In the LCE webtool, manually curated datasets were used for meta-analyses of gene expression differences or survival associations to avoid heterogenicity among datasets, which makes each gene comparison result more convincing and reproductive, as demonstrated by the team in another paper (41). Therefore, we selected the P value as a filter but did not adjust the P value to avoid false negative results. Survival analysis with the median value used as the dichotomization cut-off value for continuous gene expression is common; however, the gene expression distribution pattern is often unbalanced as a result of heterogeneous oncogenotypes (41). Thus, we chose the best cut-off value for each gene survival comparison in the KM Plotter analysis, and the P value was used. We admit that using the P value may increase the false positive rate when multiple comparisons are conducted. Thereby, gene survival association analysis in the KM plotter was also conducted with median value as the cut-off value, which also showed that CD52 and NTRK2 tended to promote survival while RAB11A, CDC20, and LDHA significantly worsen the survival (Table S1). However, the aim of this study was to explore the functional and molecular features of LUSC, and the genes identified in this work by bioinformatics analysis must be validated in large amount clinical samples.

By analysing the DEGs and PRGs screened from systematic results of meta-analysis of transcriptomics data of LUSC provided by the LCE database, we unmasked 4 gene signatures that were related with multifaceted biological features of lung squamous cell carcinoma and identified 9 hub genes consistently associated with overall survival in both pooled analysis by KM Plotter and meta-analysis by LCE web-tool, including NTRK2, RAB11A, and CD52. This information may provide visionary guides for finding diagnostic and therapeutic strategies to eliminate lung squamous cancer in human bodies.


Acknowledgments

Funding: This work was supported by the Zhejiang Provincial Natural Science Foundation of China under Grant No. LQ19H310001, Zhejiang Provincial Medicine and Health Science Foundation (grant No. 2020RC027) and National Natural Scientific Foundation of China (81803631).


Footnote

Reporting Checklist: The authors have completed the MDAR checklist. Available at http://dx.doi.org/10.21037/tcr-21-222

Data Sharing Statement: Available at http://dx.doi.org/10.21037/tcr-21-222

Conflicts of Interest: All authors have completed the ICMJE uniform disclosure form (available at http://dx.doi.org/10.21037/tcr-21-222). The authors have no conflicts of interest to declare.

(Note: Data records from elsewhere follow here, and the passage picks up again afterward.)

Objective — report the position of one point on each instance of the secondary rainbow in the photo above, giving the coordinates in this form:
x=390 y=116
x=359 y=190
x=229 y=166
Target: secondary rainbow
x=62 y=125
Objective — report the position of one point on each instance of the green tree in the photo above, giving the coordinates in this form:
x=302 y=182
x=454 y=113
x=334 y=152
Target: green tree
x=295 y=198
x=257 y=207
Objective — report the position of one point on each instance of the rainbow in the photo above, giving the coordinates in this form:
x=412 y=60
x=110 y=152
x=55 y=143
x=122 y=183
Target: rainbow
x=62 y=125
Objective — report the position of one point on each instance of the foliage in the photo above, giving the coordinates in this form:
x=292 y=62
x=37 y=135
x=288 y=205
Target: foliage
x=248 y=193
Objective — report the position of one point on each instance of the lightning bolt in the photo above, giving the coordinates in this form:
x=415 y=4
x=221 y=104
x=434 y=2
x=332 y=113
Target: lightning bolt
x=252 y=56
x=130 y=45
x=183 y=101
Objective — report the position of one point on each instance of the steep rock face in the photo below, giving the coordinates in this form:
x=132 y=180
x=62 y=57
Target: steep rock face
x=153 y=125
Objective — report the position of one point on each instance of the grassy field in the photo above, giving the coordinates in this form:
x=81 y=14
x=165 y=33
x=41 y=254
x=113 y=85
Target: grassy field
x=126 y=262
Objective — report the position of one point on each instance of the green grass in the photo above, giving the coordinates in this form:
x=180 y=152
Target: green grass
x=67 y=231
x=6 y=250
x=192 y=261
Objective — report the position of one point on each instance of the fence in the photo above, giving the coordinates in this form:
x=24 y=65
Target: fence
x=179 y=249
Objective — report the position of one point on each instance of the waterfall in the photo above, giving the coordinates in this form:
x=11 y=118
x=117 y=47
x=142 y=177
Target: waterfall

Ethical Statement: The authors are accountable for all aspects of the work in ensuring that questions related to the accuracy or integrity of any part of the work are appropriately investigated and resolved. The study was conducted in accordance with the Declaration of Helsinki (as revised in 2013). The study was approved by the Institutional Review Board of Hangzhou First People’s Hospital ([2015](043)-01). Informed consent was waived since this study was observational and presents no more than minimal risk of harm to subjects and involves no procedures for which written consent is normally required outside the research context.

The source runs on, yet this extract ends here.